This answer was thought to be Zen-inspired:
Yes it's wrong. Throw away your statues and burn your dharma books.
Zen has a reputation for being a bit iconoclastic.
On the other hand I think I remember one user of this site writing that they had a Zen teacher initially, but didn't understand it so well until later, after they studied the Pali suttas a bit on their own -- as if the Zen were maybe not clear about explaining theory?
Some of the famous recorded dialogs (e.g. "Nothing Exists", or the poem contest which Huineng won) seem to be dhamma discussion -- as if they have learned some dhamma to discuss!

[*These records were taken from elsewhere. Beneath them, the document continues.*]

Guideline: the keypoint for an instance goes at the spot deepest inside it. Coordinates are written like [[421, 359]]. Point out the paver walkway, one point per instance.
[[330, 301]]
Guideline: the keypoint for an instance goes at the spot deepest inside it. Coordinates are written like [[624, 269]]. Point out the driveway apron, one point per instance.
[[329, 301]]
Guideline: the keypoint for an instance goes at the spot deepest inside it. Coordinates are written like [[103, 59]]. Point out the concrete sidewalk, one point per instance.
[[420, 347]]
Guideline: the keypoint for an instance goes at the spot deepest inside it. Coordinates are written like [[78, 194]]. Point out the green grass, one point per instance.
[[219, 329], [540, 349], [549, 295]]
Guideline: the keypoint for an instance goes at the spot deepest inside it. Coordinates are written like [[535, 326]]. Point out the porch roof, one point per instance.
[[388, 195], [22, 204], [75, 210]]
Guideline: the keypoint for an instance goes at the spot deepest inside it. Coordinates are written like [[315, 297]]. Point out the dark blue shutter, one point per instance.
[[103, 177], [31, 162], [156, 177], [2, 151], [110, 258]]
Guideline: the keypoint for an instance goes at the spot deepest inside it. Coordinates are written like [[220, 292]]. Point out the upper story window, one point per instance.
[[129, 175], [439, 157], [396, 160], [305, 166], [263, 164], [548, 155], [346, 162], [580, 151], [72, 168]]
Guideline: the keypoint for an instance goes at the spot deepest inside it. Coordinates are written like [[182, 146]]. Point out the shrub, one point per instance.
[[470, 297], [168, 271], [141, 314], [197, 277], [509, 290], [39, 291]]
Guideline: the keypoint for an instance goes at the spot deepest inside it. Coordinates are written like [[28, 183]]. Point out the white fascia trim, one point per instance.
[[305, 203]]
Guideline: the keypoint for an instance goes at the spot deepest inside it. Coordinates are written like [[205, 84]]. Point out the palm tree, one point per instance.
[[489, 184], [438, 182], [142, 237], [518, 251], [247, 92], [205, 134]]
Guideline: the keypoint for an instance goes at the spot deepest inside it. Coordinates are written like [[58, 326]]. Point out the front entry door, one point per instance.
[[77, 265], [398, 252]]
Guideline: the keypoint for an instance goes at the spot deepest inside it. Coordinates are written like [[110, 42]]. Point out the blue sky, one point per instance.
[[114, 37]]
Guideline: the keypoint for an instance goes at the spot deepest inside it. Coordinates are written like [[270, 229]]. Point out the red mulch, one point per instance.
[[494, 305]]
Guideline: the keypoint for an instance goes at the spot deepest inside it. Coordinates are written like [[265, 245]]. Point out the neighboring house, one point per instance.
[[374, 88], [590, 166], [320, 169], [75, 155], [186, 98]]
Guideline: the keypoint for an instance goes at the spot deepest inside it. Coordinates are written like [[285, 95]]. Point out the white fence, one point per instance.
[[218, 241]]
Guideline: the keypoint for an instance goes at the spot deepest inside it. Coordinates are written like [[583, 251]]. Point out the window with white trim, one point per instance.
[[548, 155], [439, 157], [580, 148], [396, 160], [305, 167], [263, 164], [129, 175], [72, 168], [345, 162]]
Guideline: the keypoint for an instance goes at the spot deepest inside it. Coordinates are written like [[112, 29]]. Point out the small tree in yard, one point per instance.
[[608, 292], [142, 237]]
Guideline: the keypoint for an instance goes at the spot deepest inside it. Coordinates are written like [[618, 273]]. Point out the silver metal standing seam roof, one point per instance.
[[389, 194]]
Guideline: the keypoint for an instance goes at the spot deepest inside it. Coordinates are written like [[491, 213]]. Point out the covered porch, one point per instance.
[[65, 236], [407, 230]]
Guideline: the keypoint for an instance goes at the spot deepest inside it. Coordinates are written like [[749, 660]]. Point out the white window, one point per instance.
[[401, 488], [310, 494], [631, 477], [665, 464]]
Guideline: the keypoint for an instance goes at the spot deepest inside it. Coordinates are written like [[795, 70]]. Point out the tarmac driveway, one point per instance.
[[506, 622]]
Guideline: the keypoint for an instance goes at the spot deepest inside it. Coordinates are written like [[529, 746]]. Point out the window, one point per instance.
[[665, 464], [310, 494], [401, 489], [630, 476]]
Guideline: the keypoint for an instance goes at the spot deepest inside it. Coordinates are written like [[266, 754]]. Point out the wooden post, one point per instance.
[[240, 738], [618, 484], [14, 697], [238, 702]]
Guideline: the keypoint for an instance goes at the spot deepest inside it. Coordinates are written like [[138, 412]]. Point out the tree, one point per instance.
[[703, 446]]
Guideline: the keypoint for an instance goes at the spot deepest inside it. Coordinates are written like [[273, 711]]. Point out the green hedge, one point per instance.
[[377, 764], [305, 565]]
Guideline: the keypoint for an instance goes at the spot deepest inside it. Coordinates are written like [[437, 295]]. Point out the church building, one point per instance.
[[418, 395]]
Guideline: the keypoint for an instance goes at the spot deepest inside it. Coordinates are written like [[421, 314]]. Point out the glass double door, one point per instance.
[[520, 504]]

But the few popular modern English introductions to Zen that I might have read don't seem to mention dhamma much -- they talk about Zen customs or methods, like sitting and giving students a koan -- not the four noble truths, not the gradual or the threefold training, not the hindrances nor fetters nor the factors of enlightenment, perhaps not even the traditional story of the Buddha (i.e. the four messengers and his living home).
I think that Thich Nhat Hanh probably talked about the three or four characteristics of existence, at least -- I expect that, impermanence, is maybe a famous item of doctrine in the culture (of traditional Zen countries) at large.
What is Zen doctrine, what might be taught to a novice? Does it depend entirely on what the student might have learned already, no fixed curriculum, based on an interview between the student and the teacher?
Is the elementary dhamma -- e.g. as outlined in What teachings do all schools of Buddhism share? -- instead a body of knowledge which most laypeople would have learned at home or perhaps in elementary school, in countries where Zen is traditional, therefore something which doesn't need to be taught to adult students?